Cosa hai capito di questo “universo”?
“I tifosi sono amabili e sostengono sempre la squadra. In campo cerchiamo di ricambiare l’amore che ci danno”.

Le differenze di preparazione con l’Argentina?
“A livello fisico no, c’è ne sono molte soprattutto a livello tecnico. Devo migliorare per aiutare la squadra, però sono tranquillo anche perché Grigio (lo chiama proprio così, ndr) è molto bravo”.

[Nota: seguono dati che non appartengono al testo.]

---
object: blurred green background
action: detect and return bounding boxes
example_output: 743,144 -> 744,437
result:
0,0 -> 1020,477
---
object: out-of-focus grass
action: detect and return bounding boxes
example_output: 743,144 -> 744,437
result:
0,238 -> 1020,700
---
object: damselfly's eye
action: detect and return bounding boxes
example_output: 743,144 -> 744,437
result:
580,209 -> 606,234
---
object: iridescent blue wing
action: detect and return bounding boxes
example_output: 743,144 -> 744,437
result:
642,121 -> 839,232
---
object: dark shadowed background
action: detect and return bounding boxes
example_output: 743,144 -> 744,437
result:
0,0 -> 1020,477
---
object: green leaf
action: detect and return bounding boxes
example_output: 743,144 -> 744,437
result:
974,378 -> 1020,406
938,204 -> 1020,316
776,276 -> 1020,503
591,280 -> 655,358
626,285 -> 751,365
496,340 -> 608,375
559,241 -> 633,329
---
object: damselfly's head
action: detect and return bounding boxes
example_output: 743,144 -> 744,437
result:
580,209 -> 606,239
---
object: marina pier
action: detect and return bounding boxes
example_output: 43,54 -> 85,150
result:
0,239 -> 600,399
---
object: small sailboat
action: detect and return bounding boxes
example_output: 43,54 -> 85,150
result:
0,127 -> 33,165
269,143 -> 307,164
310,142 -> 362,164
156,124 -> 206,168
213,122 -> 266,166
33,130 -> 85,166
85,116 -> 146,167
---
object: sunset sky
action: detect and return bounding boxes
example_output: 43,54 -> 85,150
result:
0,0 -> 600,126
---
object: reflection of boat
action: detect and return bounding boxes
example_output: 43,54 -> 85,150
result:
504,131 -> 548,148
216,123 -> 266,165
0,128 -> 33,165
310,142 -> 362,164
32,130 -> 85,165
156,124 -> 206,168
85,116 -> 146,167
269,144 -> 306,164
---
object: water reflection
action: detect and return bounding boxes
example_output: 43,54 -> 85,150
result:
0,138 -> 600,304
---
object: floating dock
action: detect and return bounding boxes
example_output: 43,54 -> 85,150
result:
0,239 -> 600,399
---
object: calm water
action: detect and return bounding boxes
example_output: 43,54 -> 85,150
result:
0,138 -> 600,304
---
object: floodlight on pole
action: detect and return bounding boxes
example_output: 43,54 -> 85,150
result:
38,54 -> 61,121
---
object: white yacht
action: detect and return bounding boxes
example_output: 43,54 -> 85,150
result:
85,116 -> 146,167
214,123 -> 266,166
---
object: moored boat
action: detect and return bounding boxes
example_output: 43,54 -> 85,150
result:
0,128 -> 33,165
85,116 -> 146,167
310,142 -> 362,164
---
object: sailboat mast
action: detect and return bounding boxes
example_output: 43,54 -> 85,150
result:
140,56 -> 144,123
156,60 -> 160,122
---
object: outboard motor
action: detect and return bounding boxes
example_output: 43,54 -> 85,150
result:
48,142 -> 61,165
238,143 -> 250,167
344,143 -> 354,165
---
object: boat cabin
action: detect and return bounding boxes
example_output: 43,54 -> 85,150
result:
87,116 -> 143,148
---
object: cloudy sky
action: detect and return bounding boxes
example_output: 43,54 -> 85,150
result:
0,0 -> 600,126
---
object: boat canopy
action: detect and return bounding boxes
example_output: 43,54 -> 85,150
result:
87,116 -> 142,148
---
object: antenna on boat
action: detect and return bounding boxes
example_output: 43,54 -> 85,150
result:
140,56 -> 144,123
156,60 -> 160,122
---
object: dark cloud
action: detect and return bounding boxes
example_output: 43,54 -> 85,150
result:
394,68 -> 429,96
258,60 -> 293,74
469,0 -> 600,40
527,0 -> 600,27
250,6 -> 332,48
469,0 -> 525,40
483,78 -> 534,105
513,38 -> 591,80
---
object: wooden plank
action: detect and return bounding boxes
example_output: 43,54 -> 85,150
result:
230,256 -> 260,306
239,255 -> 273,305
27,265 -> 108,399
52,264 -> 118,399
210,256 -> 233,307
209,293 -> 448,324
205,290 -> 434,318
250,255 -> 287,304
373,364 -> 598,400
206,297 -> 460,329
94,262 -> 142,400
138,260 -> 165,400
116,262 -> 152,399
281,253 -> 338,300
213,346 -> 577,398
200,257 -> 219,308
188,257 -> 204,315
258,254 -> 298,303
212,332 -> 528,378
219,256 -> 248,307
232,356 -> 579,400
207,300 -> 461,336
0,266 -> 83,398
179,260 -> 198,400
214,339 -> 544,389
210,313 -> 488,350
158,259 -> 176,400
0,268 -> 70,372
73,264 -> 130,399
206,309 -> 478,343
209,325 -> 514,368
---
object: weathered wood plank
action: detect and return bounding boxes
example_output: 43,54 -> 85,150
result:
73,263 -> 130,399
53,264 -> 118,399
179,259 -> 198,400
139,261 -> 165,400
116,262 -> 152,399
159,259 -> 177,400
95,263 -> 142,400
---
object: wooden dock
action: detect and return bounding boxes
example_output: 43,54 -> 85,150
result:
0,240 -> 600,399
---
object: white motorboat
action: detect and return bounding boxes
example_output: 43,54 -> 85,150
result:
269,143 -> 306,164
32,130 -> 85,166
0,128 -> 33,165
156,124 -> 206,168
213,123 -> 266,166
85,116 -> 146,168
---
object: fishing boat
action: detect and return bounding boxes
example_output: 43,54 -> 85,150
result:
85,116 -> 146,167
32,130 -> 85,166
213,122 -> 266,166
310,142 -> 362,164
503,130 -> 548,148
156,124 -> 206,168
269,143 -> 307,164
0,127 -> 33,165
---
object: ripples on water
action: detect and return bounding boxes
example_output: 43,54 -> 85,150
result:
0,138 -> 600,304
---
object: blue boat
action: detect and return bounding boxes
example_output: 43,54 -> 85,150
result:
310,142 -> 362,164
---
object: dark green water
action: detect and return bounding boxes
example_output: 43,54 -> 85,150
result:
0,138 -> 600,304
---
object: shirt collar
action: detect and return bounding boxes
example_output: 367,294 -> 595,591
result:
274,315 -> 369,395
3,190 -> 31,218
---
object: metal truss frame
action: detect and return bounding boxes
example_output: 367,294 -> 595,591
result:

A Valmontone i tifosi ti cantavano “paraje er cucchiaio”, riferito al modo di tirare i rigori di Totti.
“E’ una loro canzone. Devo stare tranquillo, se dovesse capitare aspetterò il momento giusto guardando sempre la palla. Mi piacerebbe incontrare il capitano della Roma perché è un gran calciatore, ma io ho fiducia in me e nei miei compagni. Oltre a Totti ci sono altri giocatori importanti in Italia”.

Tra i tuoi nuovi colleghi c’è qualcuno che ti ha sorpreso e che non conoscevi?
“Sì. Pasquale Foggia. E’ un bravo ragazzo, soprattutto nello spogliatoio si fa sentire con la sua allegria”.

Insieme con Zarate vi aiutate per facilitare il vostro inserimento?
“Sì. Anche lui è molto sereno, bisogna aspettarlo. Io lo conosco, è un calciatore molto tecnico, rapido e agile, qui presto lo vedremo al massimo della forma”.

Che rapporto hai con i tuoi colleghi - Muslera e Degrè – e con il tecnico Delio Rossi?
“Con il mister ho parlato poco, credo che lui qui stia facendo un ottimo lavoro, come persona lo conosco poco. Passo molto tempo con Degrè e Muslera, in allenamento siamo sempre insieme e questo aiuta la confidenza tra noi”.

Si parla ancora di un arrivo di Fernandez: senti il tuo ex compagno del River Plate?
“Ho parlato con lui, vorrebbe essere qui con noi ma bisogna risolvere il problema del passaporto”.